Activités
Ma 30 sept. 2025
Tour de la Cape aux Moines
Aprés une longue hésitation les jours précédents, je décide de tenter le coup en faisant la course prévue et non pas le plan “B” ! Bien m’en a pris. Super journée partagée avec 8 autres Mardistes pleines et pleins d’enthousiasme. Le MOB nous amène confortablement à la station des Cases (alt. 1’111 m), point de départ de la randonnée. Le terrain est encore un peu mouillé, mais rien de bien méchant. Après une approche toute en douceur, le plat de résistance apparaît sous la forme d’une rude montée de 520 m. Un serpentin de Mardistes se forme, montant pas à pas, chacune et chacun à son rythme. Une première courte pause au chalet d’alpage “Joux des Heures”, nous attaquons la deuxième partie de la montée avec le reck final qui fera chauffer fort les mollets et les poumons. Nous sommes au col de Pierra Perchia à 1’859 m. Des nappes de brouillard créent des figures et des jeux d’ombres magnifiques. Tout en bas, le lac Léman. Le début de la descente nécessite une bonne attention, même si la pente est très peu marquée, le faux-pas est interdit ! On découvre la Tour d’Ivoire entourée par un halo de brume, spectacle enchanteur. La petite troupe avale cette portion de randonnée en légère descente avec appétit, le même appétit qui sera le point commun de nous toutes et tous sur la place de pique-nique du col de Jaman. Quelques achats au petit magasin du col (fromage et autres produits du terroir), puis c’est la dernière descente sur les Cases et en jouissant d’un terrain agréable. Nous profitions d’un arrêt pour faire le point sur la vie du groupe et le futur. Les années passent, les capacités diminuent peu à peu, il faudra peut-être trouver une nouvelle formule afin de satisfaire plus de membres. Affaire à suivre. Il est 14H25 à notre arrivée à la halte des Cases et notre train nous embarque quelques minutes plus tard. Quel timing incroyable.
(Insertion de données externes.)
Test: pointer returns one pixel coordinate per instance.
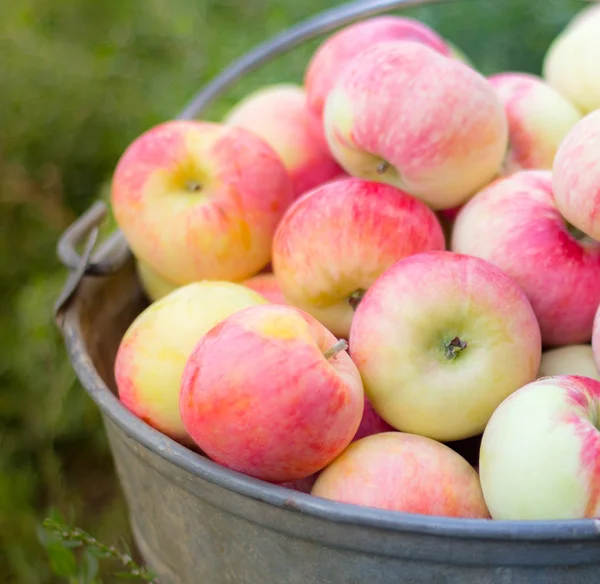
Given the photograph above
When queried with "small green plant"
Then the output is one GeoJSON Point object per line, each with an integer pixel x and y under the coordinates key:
{"type": "Point", "coordinates": [74, 555]}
Je remercie Laura Benard, Cathy Berthoud, Yvonne Corbaz, Prue Forel, Gisela Hauschild, Antoinette Loup, Evelyne Seignez et Gilles Vuichoud pour leur participation fort agréable et leur bonne humeur.
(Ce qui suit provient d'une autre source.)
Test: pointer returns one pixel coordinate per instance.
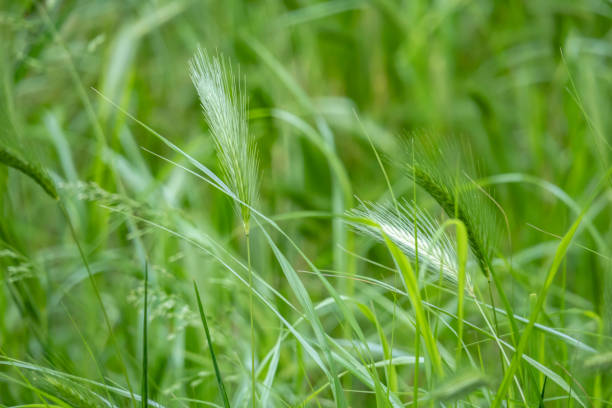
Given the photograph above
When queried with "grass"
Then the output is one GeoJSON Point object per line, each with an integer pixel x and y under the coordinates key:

Données statistiques sur la sortie : longeur ± 11 km dénivellation positive puis négative ± 785 m durée 4H
Le chef de course a mis une courte vidéo sur sa chaîne Youtube “Randos Rouletabosse“ https://youtube.com/shorts/1JJAMNTLkPs
Merci à toutes et tous. Olivier Trachsel, responsable du groupe des Mardistes et chef de course du jour.
Ma 23 sept. 2025
rando
Après 2 jours de pluie, un mardi annoncé gris et “peut-être” pluvieux…. et voilà 7 courageuses (où sont les courageux ?) qui acceptent de prendre le risque d’être mouillées car elles ont surtout envie de bouger et de s’aérer.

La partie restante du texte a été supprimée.